Internet shopping may be changing the face of the high street, but there's one area of retailing where bricks-and-mortar shops will continue to co-exist with their online counterparts: cycling. Each has its advantages. Buying a bike online can be quicker and more economical, but buying in store gives you access to services – advice, bike set-up, and repair – that digital shops don't offer. The good news is that you can use your Cyclescheme voucher in store or online. Just look for the Cyclescheme logo. The scheme works the same way whichever way you buy your bike and accessories
Customer retention is important for any business; for the high street bike shop, it's their bread and butter. They want to turn you into a cyclist and not simply sell you a bike, because that way: you'll be back to buy spares, consumables, or second or third bikes; you'll bring your bike in to be serviced; and you'll give word-of-mouth recommendations in the local area. That – and the fact that most bike shop owners are nice people! – is why they'll give you personal, one-to-one service. You don't need to know exactly what to buy before you go through the door; the staff can ask questions and guide you towards the most suitable bike at your price point. They can also suggest the accessories you'll need. For commuting this is really important, as most bikes don't come with the mudguards, luggage, lock, and lights you'll need for the journey to work. The shop can also fit these accessories for you, so tools and technical know-how are not required. As well as advice on the type and model of bike, you can also get advice on sizing and fit. Some shops will offer a free or discounted bike fit when you buy a bike, so that it can be set up just right for you. Those that don't will at least let you sit on various bikes so that you and they can get a feel for what suits you, and most will let you have a test ride too. If you want to change something on the bike you're planning to get – tyres, let's say, or the saddle – the shop will usually be happy to swap that for you at cost. Once you've got your bike, you can go back to the shop if it ever needs repairing. Shops offer annual services for bikes too, so problems can be nipped in the bud before they develop into something worse.

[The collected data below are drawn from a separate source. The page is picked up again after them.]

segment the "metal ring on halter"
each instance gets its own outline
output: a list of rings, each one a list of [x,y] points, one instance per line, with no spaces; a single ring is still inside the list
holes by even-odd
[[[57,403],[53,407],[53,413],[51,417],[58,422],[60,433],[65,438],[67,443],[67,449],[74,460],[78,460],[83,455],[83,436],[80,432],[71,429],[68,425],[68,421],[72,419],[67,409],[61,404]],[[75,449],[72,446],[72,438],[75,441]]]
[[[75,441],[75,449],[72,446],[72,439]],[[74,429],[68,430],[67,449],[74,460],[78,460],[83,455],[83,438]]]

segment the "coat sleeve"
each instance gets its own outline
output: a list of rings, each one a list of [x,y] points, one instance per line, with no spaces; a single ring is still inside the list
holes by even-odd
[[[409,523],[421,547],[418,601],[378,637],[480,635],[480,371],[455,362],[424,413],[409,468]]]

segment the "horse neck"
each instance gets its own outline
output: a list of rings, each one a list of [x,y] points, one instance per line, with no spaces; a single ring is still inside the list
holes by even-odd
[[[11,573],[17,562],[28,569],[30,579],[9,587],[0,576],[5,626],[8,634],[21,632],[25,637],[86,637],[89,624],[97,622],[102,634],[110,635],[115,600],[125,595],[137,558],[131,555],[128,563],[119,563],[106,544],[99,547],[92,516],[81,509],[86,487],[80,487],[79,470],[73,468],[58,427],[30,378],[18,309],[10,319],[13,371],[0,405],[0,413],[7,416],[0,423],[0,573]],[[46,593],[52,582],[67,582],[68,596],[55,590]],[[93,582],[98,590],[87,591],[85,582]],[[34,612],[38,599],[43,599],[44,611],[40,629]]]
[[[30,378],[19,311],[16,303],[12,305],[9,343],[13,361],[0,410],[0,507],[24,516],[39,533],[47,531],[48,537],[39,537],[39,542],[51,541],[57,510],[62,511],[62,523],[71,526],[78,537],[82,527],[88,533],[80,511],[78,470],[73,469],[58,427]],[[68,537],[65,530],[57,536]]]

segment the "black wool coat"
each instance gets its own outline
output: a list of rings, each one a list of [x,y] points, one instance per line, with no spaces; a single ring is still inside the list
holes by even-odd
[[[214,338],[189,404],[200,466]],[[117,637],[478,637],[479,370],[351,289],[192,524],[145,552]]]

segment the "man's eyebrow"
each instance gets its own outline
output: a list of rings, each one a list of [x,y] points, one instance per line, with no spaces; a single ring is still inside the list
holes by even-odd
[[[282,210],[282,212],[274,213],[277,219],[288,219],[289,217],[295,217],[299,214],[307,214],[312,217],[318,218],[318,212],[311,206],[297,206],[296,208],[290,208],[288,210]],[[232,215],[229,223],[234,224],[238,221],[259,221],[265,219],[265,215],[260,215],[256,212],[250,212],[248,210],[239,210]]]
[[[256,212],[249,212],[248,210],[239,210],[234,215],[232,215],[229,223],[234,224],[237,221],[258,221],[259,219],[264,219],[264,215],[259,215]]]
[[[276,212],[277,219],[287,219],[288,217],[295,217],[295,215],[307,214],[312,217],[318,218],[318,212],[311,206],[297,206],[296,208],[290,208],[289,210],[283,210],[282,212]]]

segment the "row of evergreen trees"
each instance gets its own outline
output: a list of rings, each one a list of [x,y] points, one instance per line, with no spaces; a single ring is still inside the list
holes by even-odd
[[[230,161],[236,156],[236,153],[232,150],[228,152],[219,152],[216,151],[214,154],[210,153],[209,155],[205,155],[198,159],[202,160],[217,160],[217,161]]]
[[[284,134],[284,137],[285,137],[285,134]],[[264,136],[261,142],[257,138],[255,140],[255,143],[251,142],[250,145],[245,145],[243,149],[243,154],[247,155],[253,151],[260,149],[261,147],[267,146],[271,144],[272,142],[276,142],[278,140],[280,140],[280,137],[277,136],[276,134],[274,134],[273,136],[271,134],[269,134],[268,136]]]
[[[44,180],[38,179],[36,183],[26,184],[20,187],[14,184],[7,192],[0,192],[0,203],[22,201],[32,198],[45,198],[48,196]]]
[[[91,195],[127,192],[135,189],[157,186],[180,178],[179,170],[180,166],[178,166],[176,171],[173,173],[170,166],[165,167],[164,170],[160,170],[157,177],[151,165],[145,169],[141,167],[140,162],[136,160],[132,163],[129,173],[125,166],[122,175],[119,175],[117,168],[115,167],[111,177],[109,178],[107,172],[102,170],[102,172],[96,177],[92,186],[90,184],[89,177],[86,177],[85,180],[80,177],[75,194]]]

Buying online enables you to get a bike that your local shop doesn't stock. If you already know what you want – not just 'a road bike', let's say, but specifically a Giant Defy 3 – then buying it online might save you a trip into the next town. Similarly, if you want a bike that no one else seems to stock, either because it's an in-house brand or because it's something of a rarity, buying online might be the only practical option. Online shops often have wider ranges of accessories, and more stock of the accessories that they do carry. While bricks-and-mortar shops will be happy to order in products from ranges that they carry, the online shop is more likely to have it right there, right then. It can be quicker and, if you know what you want, easier to buy online. Click, click, click, enter your details, and you're done. You can choose your bike when it's convenient for you. Eleven thirty on a Sunday night? No problem. You don't even have to collect, squeezing it awkwardly into a car boot. Instead, the bike can be delivered to your door – often for free – in a massive cardboard box. Normally you'll only need to put the pedals on, turn the handlebar around, and pump up the tyres.
How to choose
If you're not sure what you need (or in what size), or if you want the reassurance of a face-to-face transaction, you’re better off going to your local Cyclescheme shop. The help and advice that they can give you is worth more than any difference in specification between a bike brand they stock and one they don’t. On the other hand, if you do know just want you want, your local shop doesn't have it, and you can set it up yourself, you're better off using an online Cyclescheme shop. But those are the extreme positions, and many purchasers will fall somewhere in between.